Employer attempts to discredit Claimant and the treating physicians because they denied or did not report a separate incident on January 21, 1986. However, at the hearing on remand, Employer’s owner also stated that he did not consider the 1986 incident to be a new injury but that Claimant had had on-going back problems and when he had reported to Employer the increased intensity of the problem, Employer had completed the Form 2 and authorized medical treatment. Therefore, it is clearly understandable that Claimant did not consider that he had sustained a new injury but had merely experienced exacerbation of an existing problem.
Therefore, we find that any evidence Employer presented to support its motion for *626new trial could not only have been discovered with any diligence prior to the trial on February 7, 1989, but, indeed, was known all along by Employer. And if the three-judge panel was empowered to hear the motion for new trial, its order is clearly contrary to law and without evidentiary support.
Based upon the foregoing, we vacate the order of the three-judge panel and the trial court order of December 14, 1989, and reinstate the order of February 13, 1989, and remand the cause to the three-judge panel with instructions to deny the motion for new trial and to determine the appeal of the order of February 13, 1989, on the merits.

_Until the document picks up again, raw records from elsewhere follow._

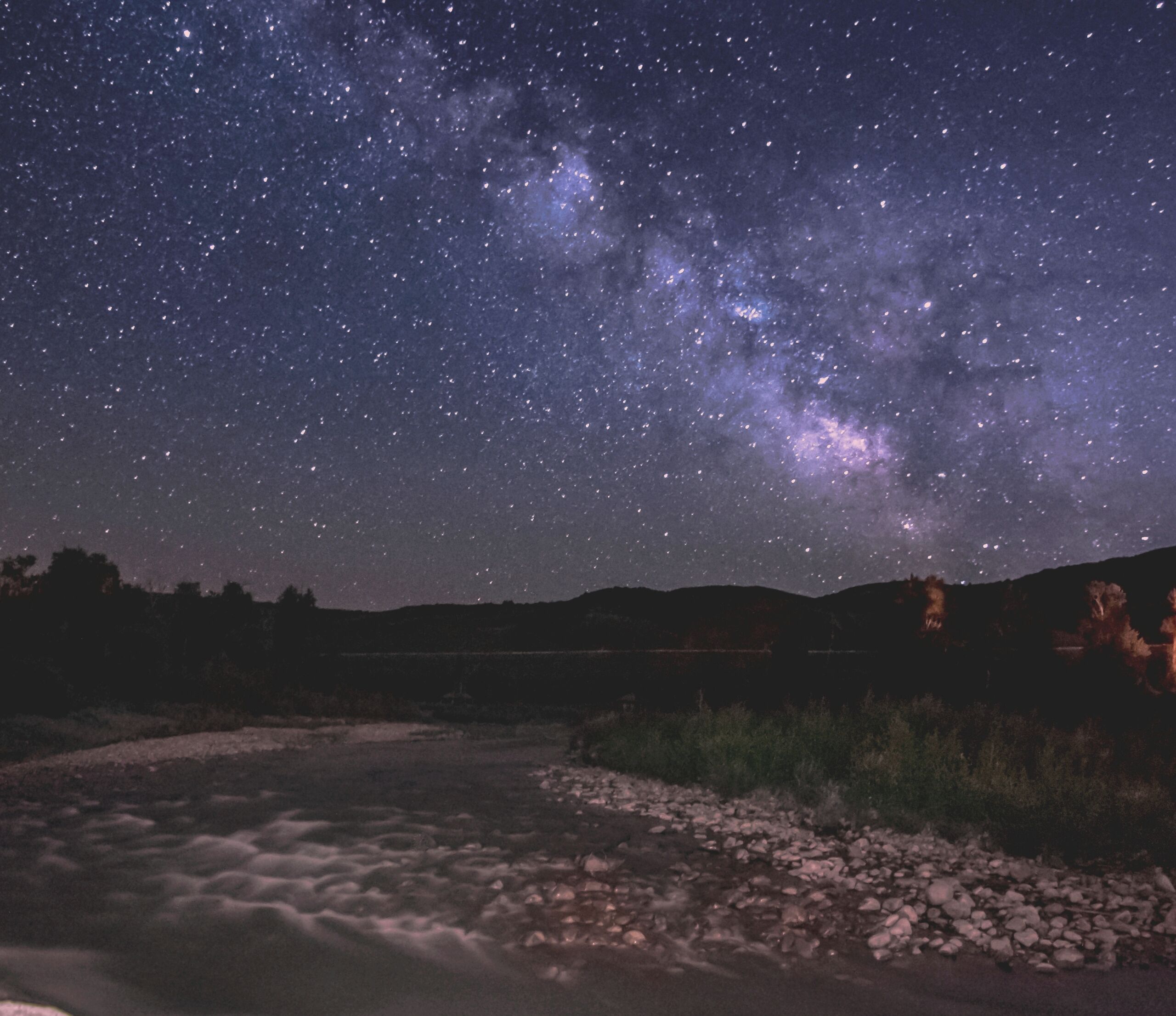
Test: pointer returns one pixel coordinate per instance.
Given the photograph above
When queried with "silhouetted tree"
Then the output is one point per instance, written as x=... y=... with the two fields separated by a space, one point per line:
x=15 y=578
x=77 y=578
x=295 y=636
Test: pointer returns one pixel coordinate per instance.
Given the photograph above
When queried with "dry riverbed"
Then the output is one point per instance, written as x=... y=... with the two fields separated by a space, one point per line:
x=766 y=881
x=391 y=870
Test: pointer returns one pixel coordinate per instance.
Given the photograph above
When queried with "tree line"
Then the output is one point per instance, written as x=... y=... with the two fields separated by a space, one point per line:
x=77 y=634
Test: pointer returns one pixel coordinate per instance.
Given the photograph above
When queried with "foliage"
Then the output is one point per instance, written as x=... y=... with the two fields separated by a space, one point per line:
x=1033 y=788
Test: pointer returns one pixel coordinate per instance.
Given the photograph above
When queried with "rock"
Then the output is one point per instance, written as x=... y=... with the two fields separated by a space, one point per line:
x=806 y=948
x=958 y=909
x=1001 y=949
x=940 y=893
x=1020 y=870
x=793 y=914
x=594 y=865
x=901 y=928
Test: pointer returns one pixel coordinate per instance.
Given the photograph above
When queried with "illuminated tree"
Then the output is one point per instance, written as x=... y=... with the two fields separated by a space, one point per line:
x=1108 y=630
x=1169 y=628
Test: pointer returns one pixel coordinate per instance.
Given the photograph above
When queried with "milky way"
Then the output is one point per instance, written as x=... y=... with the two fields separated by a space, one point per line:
x=486 y=300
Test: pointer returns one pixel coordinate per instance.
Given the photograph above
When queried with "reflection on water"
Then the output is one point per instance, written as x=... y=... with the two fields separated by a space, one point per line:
x=243 y=903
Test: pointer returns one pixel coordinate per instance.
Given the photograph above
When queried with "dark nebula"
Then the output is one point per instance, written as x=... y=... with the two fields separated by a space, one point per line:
x=415 y=301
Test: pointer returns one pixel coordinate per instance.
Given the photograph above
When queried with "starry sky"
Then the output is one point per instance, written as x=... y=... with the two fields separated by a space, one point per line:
x=458 y=301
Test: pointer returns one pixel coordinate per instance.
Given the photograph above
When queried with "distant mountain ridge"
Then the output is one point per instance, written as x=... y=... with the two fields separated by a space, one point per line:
x=715 y=618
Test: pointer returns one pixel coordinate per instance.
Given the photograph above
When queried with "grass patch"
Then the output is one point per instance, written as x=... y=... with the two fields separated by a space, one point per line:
x=1032 y=788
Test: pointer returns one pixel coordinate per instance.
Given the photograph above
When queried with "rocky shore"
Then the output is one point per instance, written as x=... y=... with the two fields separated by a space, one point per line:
x=763 y=879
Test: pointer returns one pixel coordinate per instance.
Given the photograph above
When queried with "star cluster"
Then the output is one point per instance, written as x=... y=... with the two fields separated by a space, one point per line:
x=482 y=300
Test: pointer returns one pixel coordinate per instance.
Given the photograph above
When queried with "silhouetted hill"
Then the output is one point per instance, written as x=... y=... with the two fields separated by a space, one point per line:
x=1040 y=608
x=702 y=618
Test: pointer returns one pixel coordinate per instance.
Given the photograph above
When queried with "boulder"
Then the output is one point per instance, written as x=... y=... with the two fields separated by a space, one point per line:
x=940 y=893
x=1001 y=949
x=594 y=865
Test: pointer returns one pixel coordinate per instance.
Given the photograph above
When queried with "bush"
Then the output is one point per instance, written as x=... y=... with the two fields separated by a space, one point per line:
x=1081 y=794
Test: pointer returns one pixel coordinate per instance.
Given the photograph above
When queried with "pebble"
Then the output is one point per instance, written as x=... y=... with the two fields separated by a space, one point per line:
x=940 y=893
x=928 y=894
x=1001 y=949
x=594 y=865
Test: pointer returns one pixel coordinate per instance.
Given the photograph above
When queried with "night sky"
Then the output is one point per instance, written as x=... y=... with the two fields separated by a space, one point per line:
x=415 y=302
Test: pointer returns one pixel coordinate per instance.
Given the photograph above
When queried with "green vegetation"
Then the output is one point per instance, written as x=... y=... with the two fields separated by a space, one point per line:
x=1080 y=795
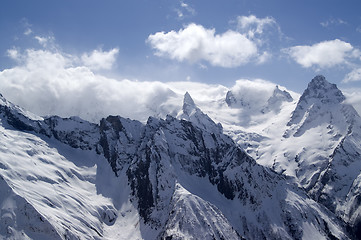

BACON, V.C.J., and RAPP, J., concur.

. In its brief in support of its motion for new trial, Employer stated that although it was the employer in 1983, ownership had changed hands prior to the alleged 1986 intervening injury and copies of the letters had been sent to Ponca Electric but not to the 1983 owner. At the December hearing, it was brought out that the owner of Ponca Electric in 1986 was the manager and supervisor at the time Claimant was first injured in 1982.